The geneSmash web site provides one set of search tools built upon this infrastructure. You can enter the official gene symbol to get back the genome location, along with links out to the source databases at Entrez Gene or at the UCSC Genome Browser. Alternatively, you can search for genes by alias, by gene expression probe in a microarray, by cytoband location, or by giving a range of base positions in the human genome. You can also write your own progams (see below) or add your own web applications on top of a local copy of the database.

Mirrors and Replication

CouchDB provides native support for database replication. You can use those facilities to make (and maintain) a local copy of the entire geneSmash database. Because replication copies items at the granularity of an individual document (which in this instance means the collection of information about one gene), it is much gentler on network resources than copying the entire source files from the NCBI or UCSC. This advantage becomes particularly pronounced during maintenance, since a second replication will only copy the documents that have changed since the last time you replicated.

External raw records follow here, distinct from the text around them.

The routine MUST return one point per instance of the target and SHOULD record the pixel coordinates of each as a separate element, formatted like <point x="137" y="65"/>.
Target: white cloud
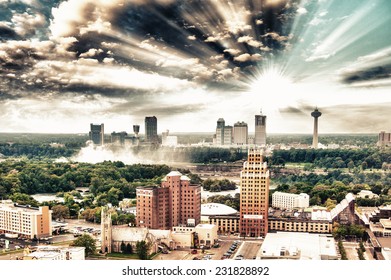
<point x="232" y="51"/>
<point x="302" y="11"/>
<point x="250" y="41"/>
<point x="248" y="57"/>
<point x="26" y="24"/>
<point x="191" y="37"/>
<point x="91" y="53"/>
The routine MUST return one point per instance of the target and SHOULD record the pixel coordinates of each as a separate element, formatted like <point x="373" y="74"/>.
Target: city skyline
<point x="66" y="64"/>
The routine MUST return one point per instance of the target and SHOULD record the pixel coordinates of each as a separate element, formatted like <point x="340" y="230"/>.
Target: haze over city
<point x="66" y="64"/>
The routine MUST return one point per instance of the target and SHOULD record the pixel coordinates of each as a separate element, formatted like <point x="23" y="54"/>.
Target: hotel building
<point x="289" y="200"/>
<point x="25" y="221"/>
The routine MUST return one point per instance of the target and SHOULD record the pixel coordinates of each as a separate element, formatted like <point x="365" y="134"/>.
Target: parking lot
<point x="242" y="250"/>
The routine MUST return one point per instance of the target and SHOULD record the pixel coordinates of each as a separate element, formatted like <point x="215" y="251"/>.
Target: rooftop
<point x="206" y="226"/>
<point x="212" y="209"/>
<point x="303" y="246"/>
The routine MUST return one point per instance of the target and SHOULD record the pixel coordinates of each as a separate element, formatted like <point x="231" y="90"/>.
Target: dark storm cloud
<point x="356" y="118"/>
<point x="293" y="110"/>
<point x="7" y="33"/>
<point x="107" y="91"/>
<point x="370" y="74"/>
<point x="6" y="96"/>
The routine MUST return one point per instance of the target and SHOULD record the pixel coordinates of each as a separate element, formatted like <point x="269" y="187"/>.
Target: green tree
<point x="123" y="247"/>
<point x="87" y="242"/>
<point x="129" y="249"/>
<point x="142" y="249"/>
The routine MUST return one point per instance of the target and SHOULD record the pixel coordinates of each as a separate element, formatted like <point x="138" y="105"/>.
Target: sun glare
<point x="273" y="89"/>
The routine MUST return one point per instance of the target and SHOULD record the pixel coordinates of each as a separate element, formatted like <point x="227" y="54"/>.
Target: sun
<point x="273" y="89"/>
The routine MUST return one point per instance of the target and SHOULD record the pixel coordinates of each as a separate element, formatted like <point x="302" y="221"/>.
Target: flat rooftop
<point x="298" y="245"/>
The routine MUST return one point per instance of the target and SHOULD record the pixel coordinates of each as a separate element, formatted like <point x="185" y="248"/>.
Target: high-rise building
<point x="220" y="131"/>
<point x="290" y="200"/>
<point x="240" y="133"/>
<point x="260" y="130"/>
<point x="25" y="221"/>
<point x="254" y="195"/>
<point x="151" y="129"/>
<point x="118" y="138"/>
<point x="384" y="139"/>
<point x="176" y="202"/>
<point x="97" y="134"/>
<point x="315" y="114"/>
<point x="169" y="140"/>
<point x="228" y="134"/>
<point x="136" y="130"/>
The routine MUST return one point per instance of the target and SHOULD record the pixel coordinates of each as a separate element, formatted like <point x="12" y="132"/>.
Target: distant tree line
<point x="218" y="185"/>
<point x="109" y="182"/>
<point x="334" y="158"/>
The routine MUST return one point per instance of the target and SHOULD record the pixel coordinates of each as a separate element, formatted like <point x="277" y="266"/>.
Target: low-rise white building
<point x="56" y="253"/>
<point x="289" y="200"/>
<point x="299" y="246"/>
<point x="367" y="194"/>
<point x="201" y="235"/>
<point x="25" y="220"/>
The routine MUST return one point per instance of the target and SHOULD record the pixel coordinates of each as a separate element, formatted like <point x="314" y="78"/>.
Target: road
<point x="351" y="251"/>
<point x="249" y="249"/>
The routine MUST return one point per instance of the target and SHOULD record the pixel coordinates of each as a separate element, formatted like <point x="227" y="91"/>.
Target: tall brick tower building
<point x="254" y="196"/>
<point x="176" y="202"/>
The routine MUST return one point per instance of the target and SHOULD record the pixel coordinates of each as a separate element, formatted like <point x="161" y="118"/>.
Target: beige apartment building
<point x="25" y="221"/>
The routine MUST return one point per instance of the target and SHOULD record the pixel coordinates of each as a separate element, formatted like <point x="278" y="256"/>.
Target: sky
<point x="66" y="64"/>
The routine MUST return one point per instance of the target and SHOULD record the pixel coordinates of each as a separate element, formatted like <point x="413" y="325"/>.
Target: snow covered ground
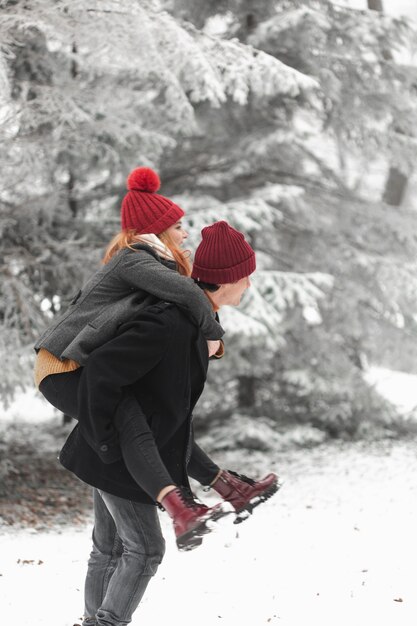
<point x="337" y="545"/>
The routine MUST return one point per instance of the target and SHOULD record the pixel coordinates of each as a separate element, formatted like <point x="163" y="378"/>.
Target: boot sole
<point x="194" y="537"/>
<point x="247" y="510"/>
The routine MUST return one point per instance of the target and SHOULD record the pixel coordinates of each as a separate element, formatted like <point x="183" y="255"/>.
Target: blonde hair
<point x="126" y="239"/>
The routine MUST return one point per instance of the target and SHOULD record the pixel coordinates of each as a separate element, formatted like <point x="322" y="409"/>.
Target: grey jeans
<point x="128" y="546"/>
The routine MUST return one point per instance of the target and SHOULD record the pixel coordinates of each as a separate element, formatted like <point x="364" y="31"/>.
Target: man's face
<point x="231" y="293"/>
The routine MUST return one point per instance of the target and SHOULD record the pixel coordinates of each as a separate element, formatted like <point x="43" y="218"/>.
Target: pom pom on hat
<point x="143" y="179"/>
<point x="144" y="210"/>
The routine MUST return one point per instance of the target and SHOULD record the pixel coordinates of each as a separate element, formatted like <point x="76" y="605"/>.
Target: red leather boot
<point x="245" y="493"/>
<point x="190" y="517"/>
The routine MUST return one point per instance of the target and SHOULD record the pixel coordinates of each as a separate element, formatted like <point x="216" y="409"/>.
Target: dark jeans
<point x="138" y="448"/>
<point x="128" y="546"/>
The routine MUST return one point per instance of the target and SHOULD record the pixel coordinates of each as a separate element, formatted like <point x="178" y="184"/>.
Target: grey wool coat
<point x="129" y="282"/>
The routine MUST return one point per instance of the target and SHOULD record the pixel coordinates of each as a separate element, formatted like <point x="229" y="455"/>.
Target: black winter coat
<point x="163" y="356"/>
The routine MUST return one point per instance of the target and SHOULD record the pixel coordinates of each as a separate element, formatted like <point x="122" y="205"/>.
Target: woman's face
<point x="177" y="234"/>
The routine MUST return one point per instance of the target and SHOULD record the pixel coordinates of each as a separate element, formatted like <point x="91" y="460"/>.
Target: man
<point x="160" y="358"/>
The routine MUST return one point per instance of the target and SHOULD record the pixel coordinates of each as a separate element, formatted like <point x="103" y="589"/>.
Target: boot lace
<point x="242" y="477"/>
<point x="189" y="499"/>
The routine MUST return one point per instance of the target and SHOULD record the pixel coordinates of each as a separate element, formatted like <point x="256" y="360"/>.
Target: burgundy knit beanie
<point x="223" y="256"/>
<point x="143" y="209"/>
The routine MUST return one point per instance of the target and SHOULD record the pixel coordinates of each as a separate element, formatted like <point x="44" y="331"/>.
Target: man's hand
<point x="213" y="346"/>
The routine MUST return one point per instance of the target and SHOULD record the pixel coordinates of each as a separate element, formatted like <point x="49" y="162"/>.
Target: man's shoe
<point x="191" y="518"/>
<point x="244" y="493"/>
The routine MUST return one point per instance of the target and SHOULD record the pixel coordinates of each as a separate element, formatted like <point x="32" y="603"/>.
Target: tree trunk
<point x="396" y="183"/>
<point x="72" y="203"/>
<point x="395" y="187"/>
<point x="376" y="5"/>
<point x="246" y="392"/>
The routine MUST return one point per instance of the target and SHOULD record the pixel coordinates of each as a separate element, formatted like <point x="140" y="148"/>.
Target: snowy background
<point x="295" y="121"/>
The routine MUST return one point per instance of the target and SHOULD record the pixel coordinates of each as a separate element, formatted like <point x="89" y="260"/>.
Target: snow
<point x="335" y="545"/>
<point x="399" y="388"/>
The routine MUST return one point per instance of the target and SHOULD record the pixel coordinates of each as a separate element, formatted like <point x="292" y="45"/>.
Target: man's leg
<point x="119" y="572"/>
<point x="107" y="548"/>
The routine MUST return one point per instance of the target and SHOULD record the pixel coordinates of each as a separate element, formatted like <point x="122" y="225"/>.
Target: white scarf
<point x="154" y="242"/>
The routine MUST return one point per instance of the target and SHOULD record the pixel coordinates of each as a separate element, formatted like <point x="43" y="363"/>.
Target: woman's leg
<point x="137" y="443"/>
<point x="201" y="467"/>
<point x="61" y="390"/>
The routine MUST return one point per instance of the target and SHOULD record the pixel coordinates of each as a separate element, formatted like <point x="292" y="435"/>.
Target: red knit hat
<point x="223" y="255"/>
<point x="143" y="209"/>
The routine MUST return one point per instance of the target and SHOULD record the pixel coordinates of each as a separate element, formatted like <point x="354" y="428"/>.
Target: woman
<point x="137" y="270"/>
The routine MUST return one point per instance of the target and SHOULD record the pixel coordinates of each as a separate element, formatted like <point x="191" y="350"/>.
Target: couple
<point x="128" y="360"/>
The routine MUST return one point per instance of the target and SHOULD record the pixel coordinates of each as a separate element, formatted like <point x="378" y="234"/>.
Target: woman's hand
<point x="213" y="346"/>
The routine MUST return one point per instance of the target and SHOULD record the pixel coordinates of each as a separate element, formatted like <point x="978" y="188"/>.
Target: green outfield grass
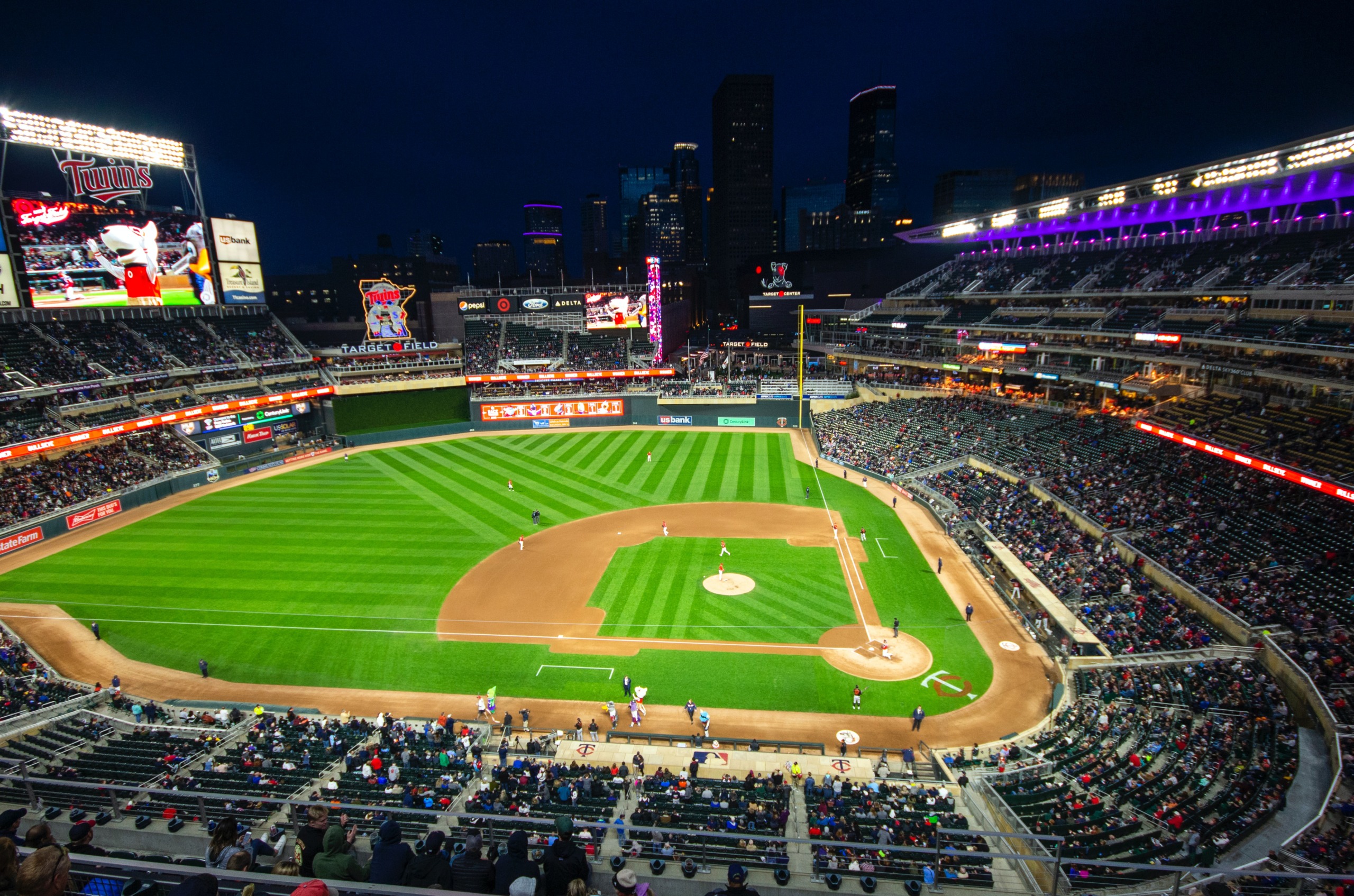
<point x="107" y="298"/>
<point x="335" y="574"/>
<point x="654" y="590"/>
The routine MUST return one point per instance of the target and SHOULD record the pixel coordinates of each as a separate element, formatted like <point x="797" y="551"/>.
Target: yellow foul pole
<point x="801" y="366"/>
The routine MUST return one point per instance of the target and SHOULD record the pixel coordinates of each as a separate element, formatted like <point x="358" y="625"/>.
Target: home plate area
<point x="730" y="584"/>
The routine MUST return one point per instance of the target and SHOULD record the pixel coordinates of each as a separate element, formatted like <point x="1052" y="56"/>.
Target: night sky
<point x="380" y="118"/>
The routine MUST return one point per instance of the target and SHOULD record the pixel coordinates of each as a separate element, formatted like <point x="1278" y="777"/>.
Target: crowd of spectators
<point x="52" y="483"/>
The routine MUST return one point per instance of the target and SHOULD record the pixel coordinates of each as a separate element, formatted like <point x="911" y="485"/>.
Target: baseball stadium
<point x="1031" y="575"/>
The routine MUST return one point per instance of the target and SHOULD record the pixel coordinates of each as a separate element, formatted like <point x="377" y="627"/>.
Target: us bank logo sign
<point x="383" y="305"/>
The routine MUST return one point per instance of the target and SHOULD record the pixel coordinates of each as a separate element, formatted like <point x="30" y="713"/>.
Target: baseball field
<point x="416" y="569"/>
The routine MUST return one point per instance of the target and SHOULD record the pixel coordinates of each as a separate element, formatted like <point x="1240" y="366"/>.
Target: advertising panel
<point x="21" y="539"/>
<point x="103" y="217"/>
<point x="615" y="310"/>
<point x="235" y="240"/>
<point x="528" y="410"/>
<point x="199" y="413"/>
<point x="241" y="284"/>
<point x="8" y="286"/>
<point x="557" y="376"/>
<point x="1324" y="486"/>
<point x="91" y="515"/>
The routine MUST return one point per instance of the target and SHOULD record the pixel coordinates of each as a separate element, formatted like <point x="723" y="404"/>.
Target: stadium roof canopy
<point x="1312" y="170"/>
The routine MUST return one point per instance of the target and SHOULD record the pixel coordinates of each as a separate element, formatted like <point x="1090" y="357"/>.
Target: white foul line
<point x="847" y="562"/>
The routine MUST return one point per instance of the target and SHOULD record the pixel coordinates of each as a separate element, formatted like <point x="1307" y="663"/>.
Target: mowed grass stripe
<point x="673" y="454"/>
<point x="493" y="514"/>
<point x="714" y="477"/>
<point x="535" y="485"/>
<point x="565" y="480"/>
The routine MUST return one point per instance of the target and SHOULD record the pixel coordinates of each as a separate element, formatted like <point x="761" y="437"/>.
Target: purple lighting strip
<point x="1296" y="188"/>
<point x="656" y="302"/>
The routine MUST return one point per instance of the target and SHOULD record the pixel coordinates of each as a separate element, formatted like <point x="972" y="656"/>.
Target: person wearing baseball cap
<point x="737" y="883"/>
<point x="81" y="837"/>
<point x="10" y="825"/>
<point x="627" y="884"/>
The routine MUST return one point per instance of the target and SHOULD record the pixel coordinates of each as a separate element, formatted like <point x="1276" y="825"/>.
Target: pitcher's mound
<point x="733" y="584"/>
<point x="859" y="652"/>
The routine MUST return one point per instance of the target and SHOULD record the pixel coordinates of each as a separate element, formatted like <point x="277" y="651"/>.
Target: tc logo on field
<point x="941" y="679"/>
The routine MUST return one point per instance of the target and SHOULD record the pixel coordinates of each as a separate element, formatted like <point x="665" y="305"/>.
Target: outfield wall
<point x="656" y="410"/>
<point x="363" y="415"/>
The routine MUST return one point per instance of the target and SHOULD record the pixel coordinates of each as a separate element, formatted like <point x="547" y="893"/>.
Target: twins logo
<point x="941" y="679"/>
<point x="105" y="182"/>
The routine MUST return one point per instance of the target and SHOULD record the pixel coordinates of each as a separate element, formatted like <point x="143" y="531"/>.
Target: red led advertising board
<point x="21" y="539"/>
<point x="67" y="440"/>
<point x="557" y="376"/>
<point x="534" y="410"/>
<point x="1246" y="461"/>
<point x="91" y="515"/>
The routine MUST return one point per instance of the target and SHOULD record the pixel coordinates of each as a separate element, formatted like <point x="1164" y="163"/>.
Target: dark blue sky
<point x="331" y="124"/>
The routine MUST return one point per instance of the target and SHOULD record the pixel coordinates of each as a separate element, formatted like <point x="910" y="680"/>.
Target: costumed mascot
<point x="137" y="264"/>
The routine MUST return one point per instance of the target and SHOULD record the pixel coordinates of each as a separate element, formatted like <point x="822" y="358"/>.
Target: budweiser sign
<point x="105" y="182"/>
<point x="91" y="515"/>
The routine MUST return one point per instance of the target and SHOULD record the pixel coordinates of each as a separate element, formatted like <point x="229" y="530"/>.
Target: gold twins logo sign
<point x="383" y="306"/>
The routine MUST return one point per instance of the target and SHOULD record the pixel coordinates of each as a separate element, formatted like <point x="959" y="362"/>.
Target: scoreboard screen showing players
<point x="615" y="310"/>
<point x="80" y="255"/>
<point x="541" y="410"/>
<point x="100" y="217"/>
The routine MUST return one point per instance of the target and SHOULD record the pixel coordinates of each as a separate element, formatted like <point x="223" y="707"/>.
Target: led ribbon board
<point x="1253" y="463"/>
<point x="140" y="424"/>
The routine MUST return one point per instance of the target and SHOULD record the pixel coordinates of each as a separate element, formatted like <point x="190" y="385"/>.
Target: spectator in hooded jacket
<point x="335" y="863"/>
<point x="515" y="864"/>
<point x="470" y="872"/>
<point x="565" y="861"/>
<point x="389" y="854"/>
<point x="429" y="868"/>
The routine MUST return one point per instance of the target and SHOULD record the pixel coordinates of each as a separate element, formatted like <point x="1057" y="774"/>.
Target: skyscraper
<point x="798" y="204"/>
<point x="963" y="194"/>
<point x="871" y="168"/>
<point x="741" y="221"/>
<point x="496" y="262"/>
<point x="1040" y="186"/>
<point x="543" y="240"/>
<point x="596" y="237"/>
<point x="684" y="176"/>
<point x="663" y="218"/>
<point x="635" y="182"/>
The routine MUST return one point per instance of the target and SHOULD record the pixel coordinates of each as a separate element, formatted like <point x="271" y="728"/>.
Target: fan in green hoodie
<point x="335" y="864"/>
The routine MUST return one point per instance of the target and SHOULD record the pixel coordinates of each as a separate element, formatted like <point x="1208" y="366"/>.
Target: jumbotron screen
<point x="615" y="310"/>
<point x="79" y="255"/>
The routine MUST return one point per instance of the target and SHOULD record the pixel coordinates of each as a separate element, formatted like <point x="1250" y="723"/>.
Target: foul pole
<point x="801" y="366"/>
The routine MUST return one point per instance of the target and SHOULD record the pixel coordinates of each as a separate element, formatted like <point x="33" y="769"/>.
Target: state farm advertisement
<point x="91" y="515"/>
<point x="21" y="539"/>
<point x="535" y="410"/>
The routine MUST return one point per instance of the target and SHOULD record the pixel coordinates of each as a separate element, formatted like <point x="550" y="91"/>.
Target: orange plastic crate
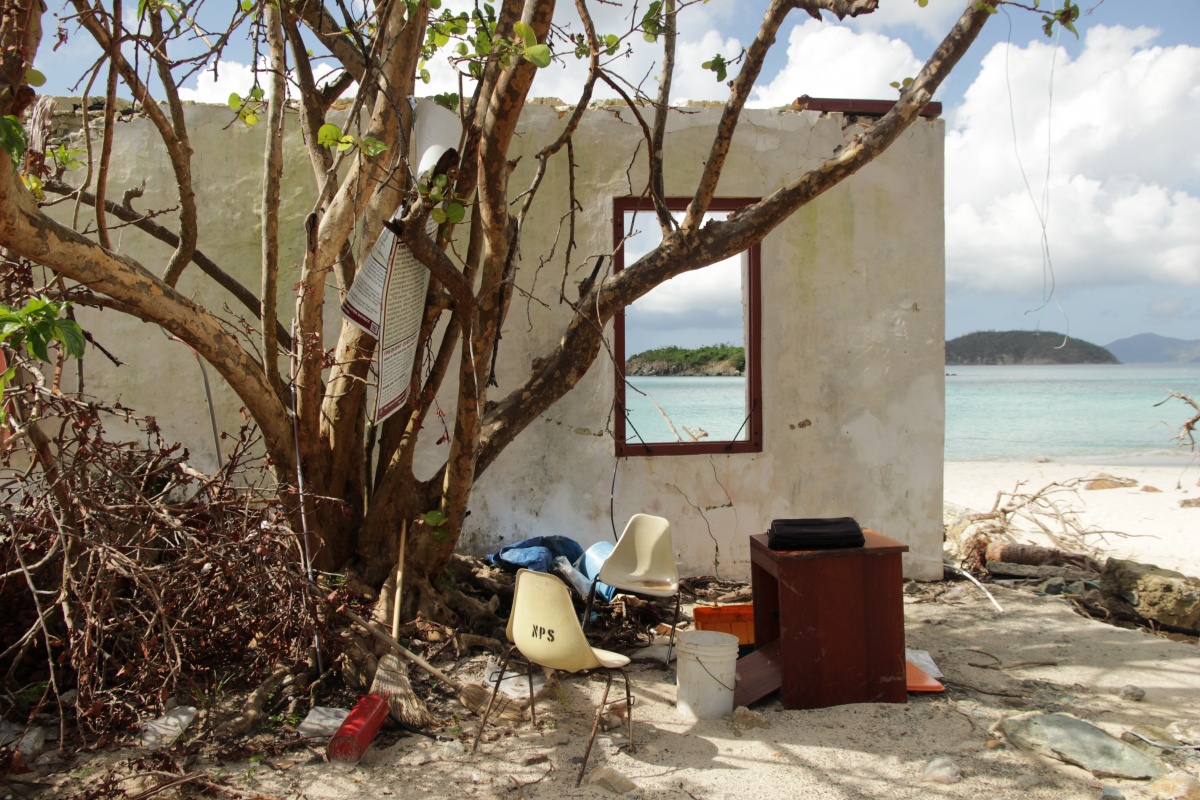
<point x="737" y="619"/>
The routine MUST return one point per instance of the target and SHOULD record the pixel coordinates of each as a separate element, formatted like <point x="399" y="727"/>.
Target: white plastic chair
<point x="545" y="631"/>
<point x="642" y="563"/>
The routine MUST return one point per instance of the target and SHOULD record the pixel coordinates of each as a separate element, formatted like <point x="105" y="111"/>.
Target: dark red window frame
<point x="753" y="294"/>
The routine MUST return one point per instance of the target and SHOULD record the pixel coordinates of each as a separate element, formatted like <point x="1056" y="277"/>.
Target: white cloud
<point x="831" y="60"/>
<point x="1110" y="140"/>
<point x="933" y="20"/>
<point x="216" y="85"/>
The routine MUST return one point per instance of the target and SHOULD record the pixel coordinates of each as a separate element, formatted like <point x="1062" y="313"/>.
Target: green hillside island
<point x="1023" y="347"/>
<point x="708" y="360"/>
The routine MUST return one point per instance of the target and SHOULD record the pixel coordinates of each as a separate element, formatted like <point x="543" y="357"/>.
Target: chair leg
<point x="629" y="713"/>
<point x="673" y="625"/>
<point x="587" y="606"/>
<point x="595" y="727"/>
<point x="533" y="699"/>
<point x="491" y="701"/>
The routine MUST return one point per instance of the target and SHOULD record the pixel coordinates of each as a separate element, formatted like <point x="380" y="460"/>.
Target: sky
<point x="1072" y="164"/>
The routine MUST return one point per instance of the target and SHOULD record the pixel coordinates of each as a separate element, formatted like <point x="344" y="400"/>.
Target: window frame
<point x="751" y="296"/>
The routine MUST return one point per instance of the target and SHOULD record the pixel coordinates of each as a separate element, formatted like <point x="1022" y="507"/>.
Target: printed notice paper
<point x="388" y="295"/>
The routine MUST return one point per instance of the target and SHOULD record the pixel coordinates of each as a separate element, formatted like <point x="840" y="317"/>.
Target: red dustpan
<point x="919" y="680"/>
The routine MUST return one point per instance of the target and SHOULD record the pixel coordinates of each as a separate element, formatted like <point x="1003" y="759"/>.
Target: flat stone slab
<point x="1069" y="739"/>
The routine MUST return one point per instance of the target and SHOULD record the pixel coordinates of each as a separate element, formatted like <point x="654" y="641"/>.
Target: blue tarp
<point x="537" y="553"/>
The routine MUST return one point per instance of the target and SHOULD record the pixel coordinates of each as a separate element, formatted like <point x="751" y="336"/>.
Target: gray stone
<point x="941" y="769"/>
<point x="744" y="719"/>
<point x="1176" y="786"/>
<point x="33" y="743"/>
<point x="611" y="780"/>
<point x="1152" y="591"/>
<point x="1131" y="692"/>
<point x="1186" y="732"/>
<point x="1138" y="735"/>
<point x="1069" y="739"/>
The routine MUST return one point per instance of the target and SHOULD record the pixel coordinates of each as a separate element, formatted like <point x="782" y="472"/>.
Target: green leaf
<point x="538" y="55"/>
<point x="13" y="139"/>
<point x="69" y="332"/>
<point x="372" y="146"/>
<point x="526" y="34"/>
<point x="329" y="134"/>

If you replicate the database, we request that you maintain links to the geneSmash logo and to the University of Texas MD Anderson Cancer Center.

Programming Interface

Because geneSmash is implemented using CouchDB, all of the data is available through a RESTful interface. Calls are made to the server using standard HTTP, and responses are sent in JSON format.

Database Overview

The database "design document" (which serves as the equivalent of a database schema from a relational database) is available (in JSON format) via the call http://app1.bioinformatics.mdanderson.org/genesmash/_design/basic

Information on individual genes

The primary key (in CouchDB terms, the _id) in geneSmash is the NCBI Entrez Gene database identifier. For example, suppose we are interested in the tumor suppressor gene p53, whose Entrez gene id is 7157. In order to get all of the geneSmash information about p53, you would make an HTTP call to the URL: http://app1.bioinformatics.mdanderson.org/genesmash/7157.

In order to get the data on a different gene whose Entrez Gene id is known, just replace 7157 in the URL by the id of the gene of interest.

Queries based on other identifiers

Of course, in many circumstances, you do not know the Entrez gene id but have some other way to refer to the gene. One common example occurs when you know the official HUGO symbol for a gene. We have designed CouchDB to allow queries based on some of these other identifiers.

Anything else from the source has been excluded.